About one in eight (12%) of Canadians aged 25 to 64 and living with parents attended school.

Statistics Canada’s Family Matters series reports data from its general social survey, in which StatsCan polls about 25,000 Canadians by phone.

The majority (74%) of adults 25 and older living with parents were employed in the week prior to their participation in the survey. This compares to 80% of people in this age group who did not live with a parent.

“Culture plays a role in the decision to live with parents,” StatsCan reports. “In 2017, 21% of South Asians and 19% of Chinese aged 25 to 64 lived at home, compared with 9% of the total Canadian population aged 25 to 64.”

The term “household” appears in insurance policies but judges and insurers are divided on what the term means.

In Ferro v. Weiner, released Jan. 28, the Court of Appeal for Ontario found that co-residence does not necessarily mean that two people live in the same household.

The decision arose from a dispute between TD and Intact on who should defend a homeowner sued as a result of a drowning at a cottage.

Scott Weiner used a home owned by his mother as a cottage but did not live there permanently. A judge with the Ontario Superior Court of Justice ruled that Weiner was a member of his mother’s household. The appeal court disagreed.

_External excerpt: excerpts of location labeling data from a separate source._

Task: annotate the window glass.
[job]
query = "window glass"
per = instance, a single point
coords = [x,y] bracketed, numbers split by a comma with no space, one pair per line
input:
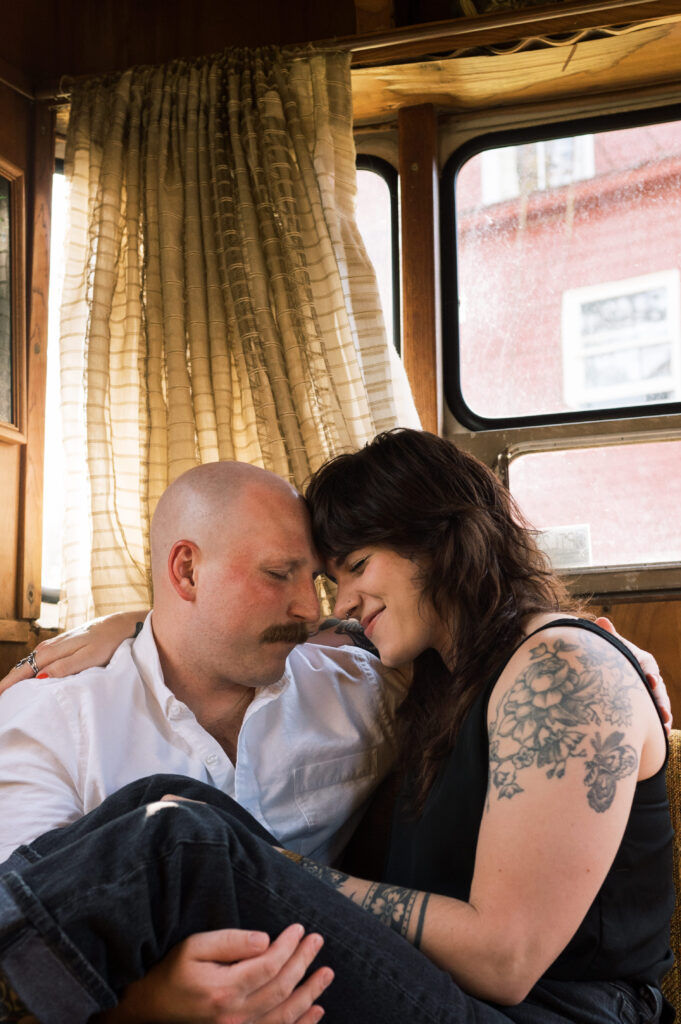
[376,219]
[603,506]
[567,270]
[6,402]
[53,494]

“The existence of a household is evidenced by the extent to which its members share the intimacy, stability, and common purpose characteristic of a functioning family unit,” Justice Bradley Miller of the Court of Appeal for Ontario wrote.

Miller cited Wawanesa v. Bell, released in 1957 by the Supreme Court of Canada. One judge hearing that case defined household as a “collective group living in a home, acknowledging the authority of a head, the members of which, with few exceptions, are bound by marriage, blood, affinity or other bond, between whom there is an intimacy and by whom there is felt a concern with and an interest in the life of all that gives it a unity.”